The first step to leveraging technology, ironically, has nothing to do with technology. Rather, both leaders and employees need to adopt an experimental mindset.

“In a world where an individual’s key performance indicators are all about customer experience, even in the back office, people need interdisciplinary awareness.

“They must act with agility, make decisions using data, design with humanity and know how to leverage technology.

“Hyper Island is created to do this with people using learning-by-doing,” said Cook.

“We take the best elements of thinking from business schools like Harvard, of experimenting from technology schools like MIT, and of applied creativity from art schools like Central St Martins, and bring them together for learners in a way that allows them to experience the best of all three worlds,” she said.

GAMIFYING LEARNING

In April, Gary Whitta, a screenwriter, author, game designer and video game journalist, launched “Animal Talking”, a late-night talk show hosted inside the world of Animal Crossing, which creatively broke the mould of Zoom-talking late-night hosts like John Oliver and Stephen Colbert.
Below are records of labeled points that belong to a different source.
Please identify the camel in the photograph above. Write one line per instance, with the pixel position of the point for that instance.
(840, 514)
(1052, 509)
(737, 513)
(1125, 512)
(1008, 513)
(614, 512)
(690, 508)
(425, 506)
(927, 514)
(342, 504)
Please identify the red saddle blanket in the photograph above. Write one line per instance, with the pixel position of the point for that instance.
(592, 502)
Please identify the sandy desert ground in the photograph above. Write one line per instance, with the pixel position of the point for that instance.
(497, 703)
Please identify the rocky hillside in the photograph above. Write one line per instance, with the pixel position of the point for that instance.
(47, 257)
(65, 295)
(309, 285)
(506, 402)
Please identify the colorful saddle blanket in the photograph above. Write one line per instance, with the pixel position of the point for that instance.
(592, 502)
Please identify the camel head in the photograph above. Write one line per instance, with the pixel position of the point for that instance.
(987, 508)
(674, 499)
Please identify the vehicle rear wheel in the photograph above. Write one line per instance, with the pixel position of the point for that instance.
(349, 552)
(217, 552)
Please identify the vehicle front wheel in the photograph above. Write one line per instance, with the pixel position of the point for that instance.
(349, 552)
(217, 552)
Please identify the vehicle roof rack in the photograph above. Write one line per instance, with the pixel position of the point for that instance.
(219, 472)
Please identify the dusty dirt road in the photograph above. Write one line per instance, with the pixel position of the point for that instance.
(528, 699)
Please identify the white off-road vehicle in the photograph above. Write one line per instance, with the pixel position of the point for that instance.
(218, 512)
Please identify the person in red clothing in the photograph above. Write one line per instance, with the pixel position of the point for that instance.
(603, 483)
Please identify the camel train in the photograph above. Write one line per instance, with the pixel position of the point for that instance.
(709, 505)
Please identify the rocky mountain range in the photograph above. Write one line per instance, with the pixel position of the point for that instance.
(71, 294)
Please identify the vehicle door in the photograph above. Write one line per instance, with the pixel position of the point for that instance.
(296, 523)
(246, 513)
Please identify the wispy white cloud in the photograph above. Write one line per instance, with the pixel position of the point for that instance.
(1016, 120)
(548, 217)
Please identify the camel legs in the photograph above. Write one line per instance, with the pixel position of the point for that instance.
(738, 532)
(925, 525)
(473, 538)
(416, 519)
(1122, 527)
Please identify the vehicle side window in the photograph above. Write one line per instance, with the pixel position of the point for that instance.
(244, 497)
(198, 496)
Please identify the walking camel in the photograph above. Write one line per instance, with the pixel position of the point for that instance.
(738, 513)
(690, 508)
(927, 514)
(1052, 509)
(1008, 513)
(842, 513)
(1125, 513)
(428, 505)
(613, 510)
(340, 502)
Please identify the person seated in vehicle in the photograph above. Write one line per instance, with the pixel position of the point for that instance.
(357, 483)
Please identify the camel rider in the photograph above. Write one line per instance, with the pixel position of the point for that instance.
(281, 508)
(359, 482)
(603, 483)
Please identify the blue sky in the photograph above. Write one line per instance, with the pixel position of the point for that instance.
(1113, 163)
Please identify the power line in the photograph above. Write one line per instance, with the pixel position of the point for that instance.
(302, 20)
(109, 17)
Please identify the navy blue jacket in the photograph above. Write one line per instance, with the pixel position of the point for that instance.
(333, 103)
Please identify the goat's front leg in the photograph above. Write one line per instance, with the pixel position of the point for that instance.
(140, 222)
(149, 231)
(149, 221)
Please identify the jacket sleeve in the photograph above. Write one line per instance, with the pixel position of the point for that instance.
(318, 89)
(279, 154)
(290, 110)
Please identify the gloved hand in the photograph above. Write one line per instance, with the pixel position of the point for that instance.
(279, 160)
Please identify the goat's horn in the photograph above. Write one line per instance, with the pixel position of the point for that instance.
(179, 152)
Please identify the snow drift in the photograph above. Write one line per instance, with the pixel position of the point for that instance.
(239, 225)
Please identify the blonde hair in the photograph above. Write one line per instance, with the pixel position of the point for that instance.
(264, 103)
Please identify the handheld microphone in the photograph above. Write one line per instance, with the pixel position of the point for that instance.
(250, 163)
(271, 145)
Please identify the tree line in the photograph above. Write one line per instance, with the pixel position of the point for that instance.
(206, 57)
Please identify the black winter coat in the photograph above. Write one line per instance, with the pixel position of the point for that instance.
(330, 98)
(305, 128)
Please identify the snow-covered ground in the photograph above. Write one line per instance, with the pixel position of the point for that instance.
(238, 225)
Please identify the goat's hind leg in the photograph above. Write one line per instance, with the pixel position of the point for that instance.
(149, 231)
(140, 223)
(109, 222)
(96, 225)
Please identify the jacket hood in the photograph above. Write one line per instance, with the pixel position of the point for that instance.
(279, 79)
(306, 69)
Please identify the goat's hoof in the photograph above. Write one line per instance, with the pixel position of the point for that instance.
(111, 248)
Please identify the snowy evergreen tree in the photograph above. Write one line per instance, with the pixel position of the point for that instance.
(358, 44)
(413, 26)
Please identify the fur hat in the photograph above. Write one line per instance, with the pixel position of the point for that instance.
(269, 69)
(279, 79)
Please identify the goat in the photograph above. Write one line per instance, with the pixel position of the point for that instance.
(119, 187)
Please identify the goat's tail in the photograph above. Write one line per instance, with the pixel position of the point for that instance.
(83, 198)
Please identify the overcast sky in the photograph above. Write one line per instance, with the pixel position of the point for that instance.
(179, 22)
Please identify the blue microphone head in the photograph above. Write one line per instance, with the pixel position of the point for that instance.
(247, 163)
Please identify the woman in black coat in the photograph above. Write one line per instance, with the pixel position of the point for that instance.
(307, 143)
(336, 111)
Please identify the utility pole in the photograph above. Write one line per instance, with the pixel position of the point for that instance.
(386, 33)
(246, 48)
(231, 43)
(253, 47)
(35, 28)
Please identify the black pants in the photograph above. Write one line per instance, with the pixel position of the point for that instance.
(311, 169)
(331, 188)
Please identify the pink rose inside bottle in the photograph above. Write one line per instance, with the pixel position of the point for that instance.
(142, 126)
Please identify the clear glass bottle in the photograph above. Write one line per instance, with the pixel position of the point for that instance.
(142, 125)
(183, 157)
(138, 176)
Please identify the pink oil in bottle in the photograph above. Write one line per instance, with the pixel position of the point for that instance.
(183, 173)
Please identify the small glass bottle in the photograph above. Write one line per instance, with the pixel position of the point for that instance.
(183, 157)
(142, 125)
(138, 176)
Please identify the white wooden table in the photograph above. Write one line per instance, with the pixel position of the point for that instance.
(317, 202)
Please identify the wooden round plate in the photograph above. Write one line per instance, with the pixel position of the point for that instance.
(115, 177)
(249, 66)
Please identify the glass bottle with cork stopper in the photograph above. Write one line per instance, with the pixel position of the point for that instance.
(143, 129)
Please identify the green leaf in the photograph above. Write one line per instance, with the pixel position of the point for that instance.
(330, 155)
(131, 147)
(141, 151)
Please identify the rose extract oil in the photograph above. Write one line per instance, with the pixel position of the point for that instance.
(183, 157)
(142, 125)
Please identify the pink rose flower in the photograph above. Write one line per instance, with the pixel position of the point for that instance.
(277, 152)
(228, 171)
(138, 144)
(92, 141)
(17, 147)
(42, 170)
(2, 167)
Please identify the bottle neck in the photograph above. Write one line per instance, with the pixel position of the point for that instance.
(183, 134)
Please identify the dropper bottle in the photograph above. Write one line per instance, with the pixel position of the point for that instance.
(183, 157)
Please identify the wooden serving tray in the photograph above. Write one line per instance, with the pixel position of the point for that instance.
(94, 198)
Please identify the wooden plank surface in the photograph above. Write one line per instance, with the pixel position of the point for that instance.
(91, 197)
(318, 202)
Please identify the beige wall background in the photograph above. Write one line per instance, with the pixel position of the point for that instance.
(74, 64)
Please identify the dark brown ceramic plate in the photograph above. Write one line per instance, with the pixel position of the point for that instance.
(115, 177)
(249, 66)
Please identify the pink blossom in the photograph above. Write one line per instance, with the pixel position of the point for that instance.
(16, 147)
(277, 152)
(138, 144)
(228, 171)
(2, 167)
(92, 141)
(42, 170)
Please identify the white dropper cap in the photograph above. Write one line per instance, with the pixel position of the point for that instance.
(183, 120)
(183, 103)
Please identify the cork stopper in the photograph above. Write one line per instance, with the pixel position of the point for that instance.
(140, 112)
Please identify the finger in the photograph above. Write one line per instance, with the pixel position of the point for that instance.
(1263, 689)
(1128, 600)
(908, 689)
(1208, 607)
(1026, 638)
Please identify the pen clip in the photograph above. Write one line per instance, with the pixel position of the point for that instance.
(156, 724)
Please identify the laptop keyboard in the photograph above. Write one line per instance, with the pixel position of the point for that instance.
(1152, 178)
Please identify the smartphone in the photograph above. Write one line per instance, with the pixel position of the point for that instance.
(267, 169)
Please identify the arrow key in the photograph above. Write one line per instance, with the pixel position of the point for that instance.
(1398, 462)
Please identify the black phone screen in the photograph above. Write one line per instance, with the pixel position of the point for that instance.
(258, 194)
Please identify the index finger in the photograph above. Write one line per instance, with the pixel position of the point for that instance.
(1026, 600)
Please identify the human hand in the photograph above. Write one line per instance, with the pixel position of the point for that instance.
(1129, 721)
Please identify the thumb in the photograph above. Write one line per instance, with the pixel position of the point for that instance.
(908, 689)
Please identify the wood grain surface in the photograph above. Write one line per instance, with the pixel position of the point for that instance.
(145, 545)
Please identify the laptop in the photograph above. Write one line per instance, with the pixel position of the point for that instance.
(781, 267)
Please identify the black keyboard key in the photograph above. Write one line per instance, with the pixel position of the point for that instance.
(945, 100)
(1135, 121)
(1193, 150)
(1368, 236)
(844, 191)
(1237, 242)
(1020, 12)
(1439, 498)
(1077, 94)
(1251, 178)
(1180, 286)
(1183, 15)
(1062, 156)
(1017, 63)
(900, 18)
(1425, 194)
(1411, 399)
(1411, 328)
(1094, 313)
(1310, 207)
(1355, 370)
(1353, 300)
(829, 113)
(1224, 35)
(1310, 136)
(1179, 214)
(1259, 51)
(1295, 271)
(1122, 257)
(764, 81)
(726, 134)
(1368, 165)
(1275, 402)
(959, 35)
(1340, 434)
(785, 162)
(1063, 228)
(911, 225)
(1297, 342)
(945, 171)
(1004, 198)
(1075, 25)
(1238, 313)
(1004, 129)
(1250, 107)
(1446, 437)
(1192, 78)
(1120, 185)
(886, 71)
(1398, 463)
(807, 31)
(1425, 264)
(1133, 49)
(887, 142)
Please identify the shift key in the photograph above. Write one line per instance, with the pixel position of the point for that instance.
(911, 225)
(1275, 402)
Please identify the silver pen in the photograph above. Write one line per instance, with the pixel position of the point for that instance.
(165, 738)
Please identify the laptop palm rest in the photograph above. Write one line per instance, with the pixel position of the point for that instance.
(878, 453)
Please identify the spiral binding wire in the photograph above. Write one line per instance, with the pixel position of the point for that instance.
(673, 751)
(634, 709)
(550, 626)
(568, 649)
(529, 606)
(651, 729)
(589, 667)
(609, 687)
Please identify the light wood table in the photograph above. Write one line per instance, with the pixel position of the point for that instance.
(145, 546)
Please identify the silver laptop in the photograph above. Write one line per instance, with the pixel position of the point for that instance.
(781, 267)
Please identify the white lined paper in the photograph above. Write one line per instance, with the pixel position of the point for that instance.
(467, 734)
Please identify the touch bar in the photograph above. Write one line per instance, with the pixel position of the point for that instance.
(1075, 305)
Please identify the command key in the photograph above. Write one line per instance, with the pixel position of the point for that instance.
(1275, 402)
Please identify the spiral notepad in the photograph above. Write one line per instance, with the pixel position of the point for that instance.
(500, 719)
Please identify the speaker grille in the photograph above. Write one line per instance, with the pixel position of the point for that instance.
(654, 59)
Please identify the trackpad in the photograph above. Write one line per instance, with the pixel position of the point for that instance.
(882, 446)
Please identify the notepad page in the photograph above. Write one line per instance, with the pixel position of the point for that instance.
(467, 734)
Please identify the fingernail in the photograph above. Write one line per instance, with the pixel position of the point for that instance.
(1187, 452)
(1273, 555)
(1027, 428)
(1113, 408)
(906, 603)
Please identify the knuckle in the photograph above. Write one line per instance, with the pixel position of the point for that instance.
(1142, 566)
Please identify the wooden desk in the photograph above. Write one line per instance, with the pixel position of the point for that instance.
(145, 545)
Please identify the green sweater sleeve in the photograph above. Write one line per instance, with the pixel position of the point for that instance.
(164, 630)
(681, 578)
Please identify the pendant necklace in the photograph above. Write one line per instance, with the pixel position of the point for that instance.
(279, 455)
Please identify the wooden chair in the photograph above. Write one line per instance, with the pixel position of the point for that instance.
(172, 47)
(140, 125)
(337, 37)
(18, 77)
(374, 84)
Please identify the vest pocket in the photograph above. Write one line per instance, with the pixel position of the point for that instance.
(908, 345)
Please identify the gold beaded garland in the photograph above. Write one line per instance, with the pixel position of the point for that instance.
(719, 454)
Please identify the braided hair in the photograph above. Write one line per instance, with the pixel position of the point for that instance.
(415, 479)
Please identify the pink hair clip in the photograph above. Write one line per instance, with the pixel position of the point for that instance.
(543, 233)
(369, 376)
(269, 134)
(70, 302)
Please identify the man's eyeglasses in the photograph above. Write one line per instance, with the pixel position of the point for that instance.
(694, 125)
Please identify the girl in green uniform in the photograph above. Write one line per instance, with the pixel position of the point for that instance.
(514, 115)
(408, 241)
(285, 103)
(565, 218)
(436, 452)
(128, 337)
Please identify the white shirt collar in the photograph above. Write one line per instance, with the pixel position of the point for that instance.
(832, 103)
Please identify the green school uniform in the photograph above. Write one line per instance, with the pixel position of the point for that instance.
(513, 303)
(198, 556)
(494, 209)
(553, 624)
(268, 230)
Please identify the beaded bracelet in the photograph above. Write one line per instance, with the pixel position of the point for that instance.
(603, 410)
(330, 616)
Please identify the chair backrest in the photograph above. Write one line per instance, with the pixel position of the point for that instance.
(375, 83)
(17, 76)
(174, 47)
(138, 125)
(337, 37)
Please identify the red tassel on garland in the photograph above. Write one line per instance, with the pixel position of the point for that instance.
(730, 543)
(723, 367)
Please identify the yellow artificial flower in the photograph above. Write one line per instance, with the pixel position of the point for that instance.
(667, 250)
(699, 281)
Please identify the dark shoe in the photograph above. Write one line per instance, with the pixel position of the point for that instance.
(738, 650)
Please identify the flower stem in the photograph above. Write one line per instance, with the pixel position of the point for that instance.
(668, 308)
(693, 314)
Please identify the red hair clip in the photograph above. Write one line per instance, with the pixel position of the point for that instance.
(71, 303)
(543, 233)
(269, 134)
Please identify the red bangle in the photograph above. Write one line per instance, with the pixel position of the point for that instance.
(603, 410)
Whitta, a master storyteller, uses an avatar that comes complete with a virtual studio for all his “news-of-the-day” opening monologues, a drum set for his virtual sidekick, and a couch for his guests.

Looking at the same ideology, Hyper Island is recreating its learning format, making learning as addictive as playing games.

INDUSTRY-READY

All industries are facing extraordinary disruptions, and Hyper Island sees the need for transformation more now than ever.

“From small start-ups to big corporations, I see a transformation happening iteractively, in many small cycles,” said Cook.

“Tech companies, such as Apple, Amazon, Alibaba, Zoom, Tencent, and Facebook, too, ‘upgrade’ themselves constantly. Our massive enforced learning-from-home experiment is making us educators step out of our comfort zone.

“It brings out our creative side as we help learners meet the needs in disruption, which include nurturing a digital-first mindset; restructuring processes to support aligned autonomy; developing data-driven decision-making practices; and learning to leverage technology for both established and emerging,” she said.

LEARNING SHIFT

In the Fourth Industrial Revolution, the line between biology, technology and the physical realm is blurring.

Cook listed three most valuable skills for people, namely emotional intelligence, critical thinking and lifelong learning, which will protect livelihoods. “We are a long way from teaching authentic empathy to artificial intelligence, and this continues to be a human superpower.

“If you use technology to deliver on basic needs, you will succeed.

“Organisationally, we expect the future of work to be more creative. It won’t be a work-life balance, but work-life integration. We’ll be more focused.

“Admittedly, it will be challenging, with lots of pivots in new ways for dealing with conflict, anxiety and isolation.

“The workplace will be decentralised, and with decentralisation, comes complexity.

“If we can be curious, conscientious and confident no matter the complexity, we will learn to find a way through it. We will succeed,” said Cook.